Imitation Learning for Mean Field Games with Correlated Equilibrium
Imitation Learning for Mean Field Games with Correlated Equilibrium
Conducting imitation learning (IL) on a population of agents is a challenging problem as agents' interactions grow exponentially with the population size. Mean field games study the many-agent problem by focusing on the interaction between each individual agent with the population mean effect. Though tractable, it is highly non-trivial to restore mean field Nash equilibrium (MFNE) from demonstrations. Importantly, there are many examples in reality that cannot be explained by MFNE. For example, the behaviour of bird flocks or fish schools occurs under a correlated signal. To accommodate for this, we put forward a novel solution concept named mean field correlated equilibrium (MFCE). We show in theory the existence of finite MFCE and the fact that MFNE is a subclass of MFCE. To bypass equilibrium selection problem, we further propose the maximum entropy MFCE. To recover MFCE policy from demonstrations, we introduce an IL framework based on generative adversarial training. Our IL framework can recover not only the policy but also the correlation device. Given the mean-field dynamics may not be measurable in reality, we adopt the signature from rough path theory to represent it. We illustrate the performance of our framework by comparing the state-of-the-art mean field imitation learning algorithm on several tasks.
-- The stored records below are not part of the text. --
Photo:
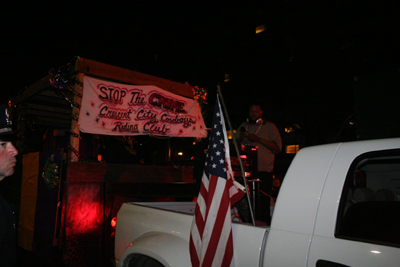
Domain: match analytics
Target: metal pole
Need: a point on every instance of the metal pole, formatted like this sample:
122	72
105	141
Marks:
237	151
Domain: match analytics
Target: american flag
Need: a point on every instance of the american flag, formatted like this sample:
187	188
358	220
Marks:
211	242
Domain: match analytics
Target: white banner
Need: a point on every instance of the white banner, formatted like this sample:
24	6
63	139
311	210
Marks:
118	109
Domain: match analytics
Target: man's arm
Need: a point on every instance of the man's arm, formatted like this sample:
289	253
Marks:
271	145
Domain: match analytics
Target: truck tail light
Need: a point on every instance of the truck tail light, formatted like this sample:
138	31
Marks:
114	222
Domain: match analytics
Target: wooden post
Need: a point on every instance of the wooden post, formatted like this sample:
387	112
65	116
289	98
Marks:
75	136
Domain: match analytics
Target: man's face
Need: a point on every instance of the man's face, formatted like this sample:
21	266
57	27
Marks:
255	113
7	159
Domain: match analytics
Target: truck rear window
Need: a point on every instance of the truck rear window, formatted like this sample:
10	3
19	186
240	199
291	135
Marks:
370	204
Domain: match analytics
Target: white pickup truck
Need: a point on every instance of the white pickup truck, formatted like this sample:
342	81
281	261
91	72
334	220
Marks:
339	205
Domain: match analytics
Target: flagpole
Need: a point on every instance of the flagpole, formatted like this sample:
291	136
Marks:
237	151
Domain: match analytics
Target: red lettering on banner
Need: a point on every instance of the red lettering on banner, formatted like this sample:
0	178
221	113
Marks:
137	99
147	115
111	94
166	103
156	129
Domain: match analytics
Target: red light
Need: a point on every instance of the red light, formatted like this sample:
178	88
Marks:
114	222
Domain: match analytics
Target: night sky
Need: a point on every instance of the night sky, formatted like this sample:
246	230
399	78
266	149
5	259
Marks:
302	67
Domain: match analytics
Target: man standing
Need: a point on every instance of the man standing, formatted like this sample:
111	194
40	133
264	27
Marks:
7	163
265	135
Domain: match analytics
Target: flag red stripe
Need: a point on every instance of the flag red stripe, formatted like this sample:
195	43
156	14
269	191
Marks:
194	258
224	207
228	257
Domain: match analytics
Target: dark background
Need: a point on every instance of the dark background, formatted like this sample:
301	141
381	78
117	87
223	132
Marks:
302	67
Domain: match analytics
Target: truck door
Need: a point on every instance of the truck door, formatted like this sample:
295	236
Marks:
358	220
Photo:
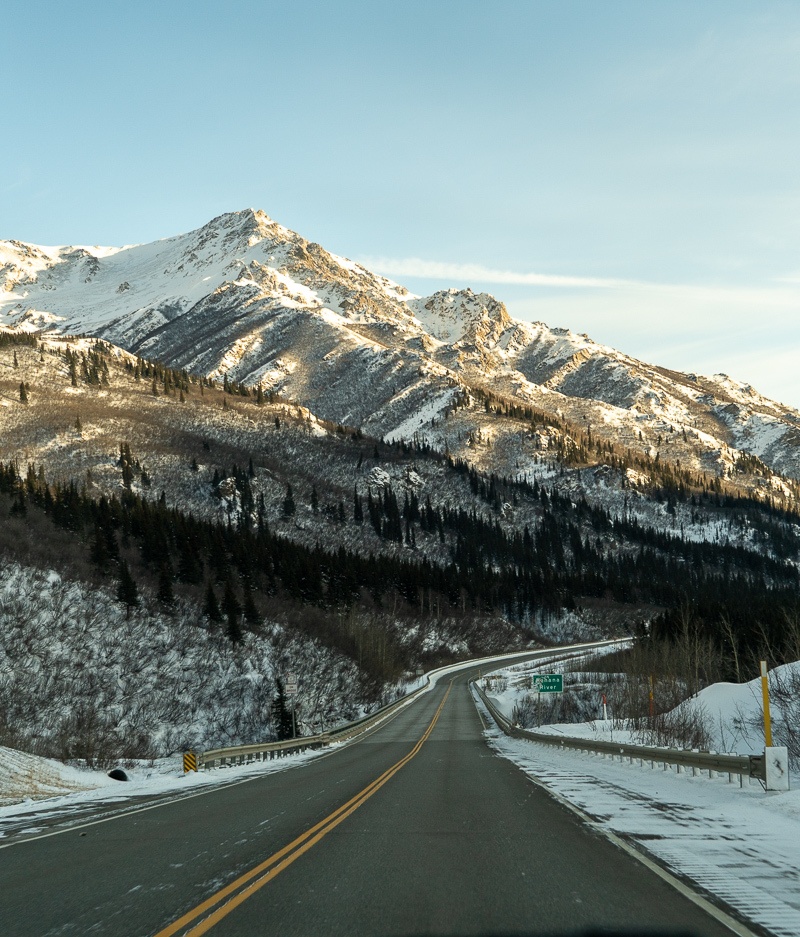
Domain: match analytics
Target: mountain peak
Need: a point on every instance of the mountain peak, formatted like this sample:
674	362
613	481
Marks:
462	315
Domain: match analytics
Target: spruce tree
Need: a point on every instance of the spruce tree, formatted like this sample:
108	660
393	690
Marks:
232	610
289	506
281	714
165	593
126	590
211	606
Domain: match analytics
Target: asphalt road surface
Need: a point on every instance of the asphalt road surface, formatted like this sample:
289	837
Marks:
415	829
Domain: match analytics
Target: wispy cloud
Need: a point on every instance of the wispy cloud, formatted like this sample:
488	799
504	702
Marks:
437	270
782	295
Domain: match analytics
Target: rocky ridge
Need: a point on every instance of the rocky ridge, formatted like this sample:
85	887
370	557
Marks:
246	298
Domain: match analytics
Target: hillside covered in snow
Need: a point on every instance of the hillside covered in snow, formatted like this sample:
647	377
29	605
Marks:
246	298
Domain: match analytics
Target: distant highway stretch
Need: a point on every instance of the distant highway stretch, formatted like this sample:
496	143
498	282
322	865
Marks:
415	829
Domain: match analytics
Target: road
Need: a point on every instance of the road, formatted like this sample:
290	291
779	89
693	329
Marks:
416	829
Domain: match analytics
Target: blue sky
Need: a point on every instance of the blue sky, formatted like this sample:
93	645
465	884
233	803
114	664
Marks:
630	170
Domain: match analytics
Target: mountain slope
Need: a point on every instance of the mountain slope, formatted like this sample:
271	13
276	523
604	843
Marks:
247	298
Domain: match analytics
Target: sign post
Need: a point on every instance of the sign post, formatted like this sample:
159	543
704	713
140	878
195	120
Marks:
290	688
765	697
546	683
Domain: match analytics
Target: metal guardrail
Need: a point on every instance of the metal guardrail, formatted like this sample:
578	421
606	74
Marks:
267	751
745	766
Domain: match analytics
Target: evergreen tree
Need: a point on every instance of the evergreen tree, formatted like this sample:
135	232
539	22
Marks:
232	610
211	606
165	593
127	592
358	510
289	507
281	714
251	614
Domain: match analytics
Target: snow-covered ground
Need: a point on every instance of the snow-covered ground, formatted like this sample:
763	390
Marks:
36	791
738	844
64	794
732	713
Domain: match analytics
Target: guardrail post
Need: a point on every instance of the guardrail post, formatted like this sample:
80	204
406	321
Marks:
776	768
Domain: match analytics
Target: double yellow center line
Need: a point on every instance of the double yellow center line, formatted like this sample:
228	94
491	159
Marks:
250	882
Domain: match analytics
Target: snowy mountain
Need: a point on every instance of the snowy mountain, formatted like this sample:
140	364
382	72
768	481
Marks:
247	298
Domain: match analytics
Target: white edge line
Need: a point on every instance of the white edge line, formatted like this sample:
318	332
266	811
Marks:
636	852
213	788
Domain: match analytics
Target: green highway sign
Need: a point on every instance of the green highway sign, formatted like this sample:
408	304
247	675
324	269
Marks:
548	682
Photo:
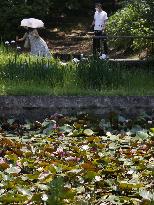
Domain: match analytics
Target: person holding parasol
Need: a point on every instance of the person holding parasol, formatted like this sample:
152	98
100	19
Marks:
37	45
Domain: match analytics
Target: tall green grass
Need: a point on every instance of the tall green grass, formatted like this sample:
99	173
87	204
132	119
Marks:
21	74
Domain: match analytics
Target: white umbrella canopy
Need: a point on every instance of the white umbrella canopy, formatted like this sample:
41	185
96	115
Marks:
32	23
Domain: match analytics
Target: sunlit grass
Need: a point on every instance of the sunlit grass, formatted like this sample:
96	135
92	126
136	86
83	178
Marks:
21	74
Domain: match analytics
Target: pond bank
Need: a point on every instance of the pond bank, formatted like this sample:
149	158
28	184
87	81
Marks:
38	107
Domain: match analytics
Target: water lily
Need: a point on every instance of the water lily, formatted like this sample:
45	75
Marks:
84	147
18	48
7	42
44	197
98	178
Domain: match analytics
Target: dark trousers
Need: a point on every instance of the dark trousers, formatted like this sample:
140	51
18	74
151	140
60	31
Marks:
97	43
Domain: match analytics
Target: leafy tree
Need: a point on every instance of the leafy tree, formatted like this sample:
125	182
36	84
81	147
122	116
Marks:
136	19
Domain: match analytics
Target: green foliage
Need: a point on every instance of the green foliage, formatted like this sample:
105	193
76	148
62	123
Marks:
21	74
107	162
136	19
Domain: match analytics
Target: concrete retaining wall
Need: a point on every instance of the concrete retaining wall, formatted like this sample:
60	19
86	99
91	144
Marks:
38	107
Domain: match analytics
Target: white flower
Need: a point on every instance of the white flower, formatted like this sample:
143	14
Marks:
59	150
84	147
130	172
7	43
97	178
103	57
75	60
62	63
109	134
44	197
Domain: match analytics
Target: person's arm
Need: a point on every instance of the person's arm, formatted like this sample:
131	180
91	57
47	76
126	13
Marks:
93	23
35	33
105	25
21	39
105	21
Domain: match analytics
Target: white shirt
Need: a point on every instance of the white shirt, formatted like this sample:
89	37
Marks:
100	19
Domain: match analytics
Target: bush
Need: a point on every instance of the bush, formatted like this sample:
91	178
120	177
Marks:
136	19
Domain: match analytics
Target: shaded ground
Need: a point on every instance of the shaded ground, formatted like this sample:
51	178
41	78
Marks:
75	41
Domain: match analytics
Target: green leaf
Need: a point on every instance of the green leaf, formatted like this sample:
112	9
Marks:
88	132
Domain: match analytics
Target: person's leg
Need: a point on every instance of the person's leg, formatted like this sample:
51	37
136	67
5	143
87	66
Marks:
105	44
97	43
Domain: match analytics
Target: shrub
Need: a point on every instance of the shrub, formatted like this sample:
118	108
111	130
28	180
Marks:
136	19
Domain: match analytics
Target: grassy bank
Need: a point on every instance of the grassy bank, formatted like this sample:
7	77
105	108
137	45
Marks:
24	75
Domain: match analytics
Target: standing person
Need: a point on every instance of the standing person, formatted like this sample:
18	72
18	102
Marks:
37	45
99	23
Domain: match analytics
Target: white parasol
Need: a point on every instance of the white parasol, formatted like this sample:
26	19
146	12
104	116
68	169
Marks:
32	23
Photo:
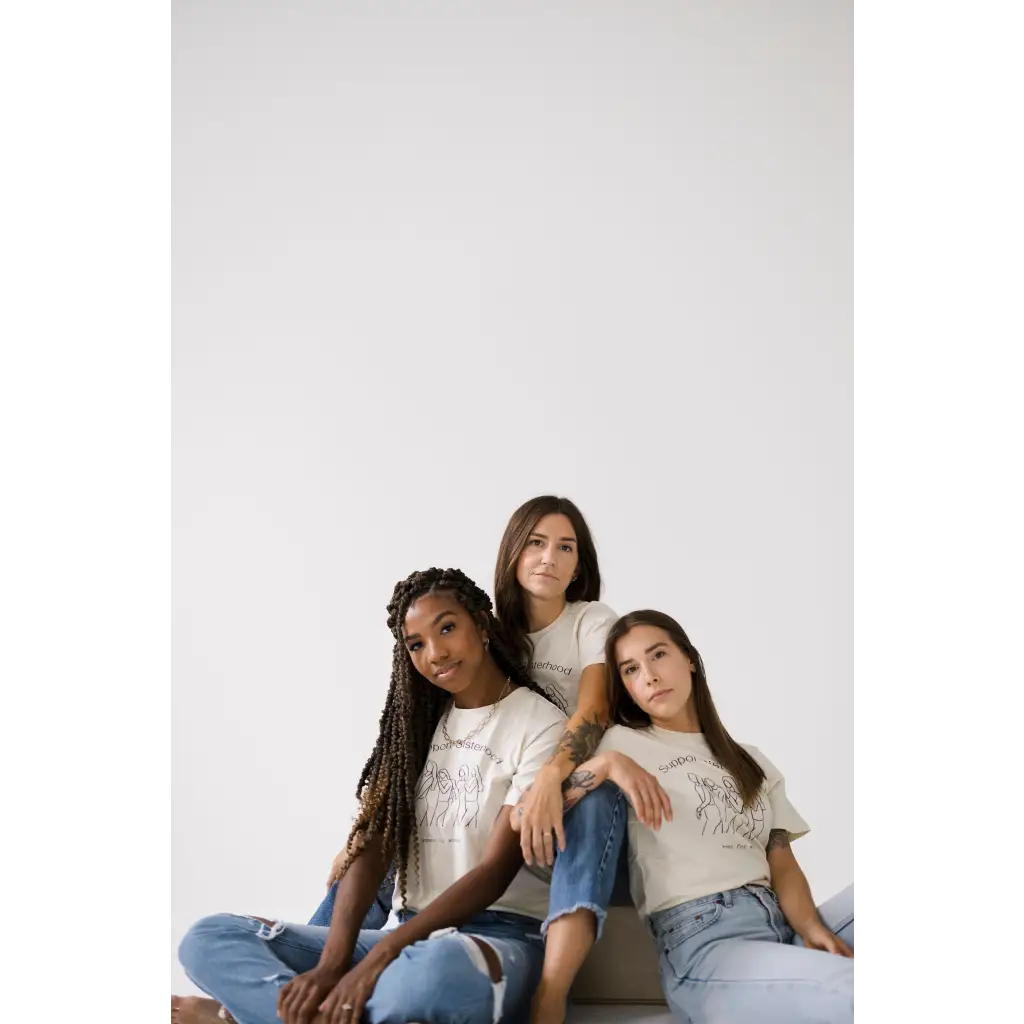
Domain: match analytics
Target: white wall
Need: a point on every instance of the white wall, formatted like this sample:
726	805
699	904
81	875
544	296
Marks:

The experiment is based on the movement of fish. In nature, fish spontaneously align velocity according to the overall movement of the fish school, so that the final fish school forms a stable movement velocity.
We set the dimension of signal space to be 4. Under each signal, the fish will head for a certain direction. Each direction is corresponding to one policy.
The left view shows the policy recovered by MFIL, and the middle view shows the expert policy. The right view shows the policy recovered by MFIRL.
As shown in the video, the policy recovered by MFIL can match the expert policy after training while MFIRL not.
Sequential Squeeze is a game with multi-step. The purpose to implement this game is to verify the ability to recover expert policy through demonstrations sampled from the multi-step game.
In this experiment, a school of birds will pass a passage separated by two columns. The birds have to decide whether to cross the left passage or the right passage. The proportion of birds passing through the left and right channels shows the policy adopted by the birds.
The left view shows the policy recovered by MFIL, and the middle view shows the expert policy. The right view shows the policy recovered by MFIRL.
As shown in the video, the policy recovered by MFIL can match the expert policy after training while MFIRL not.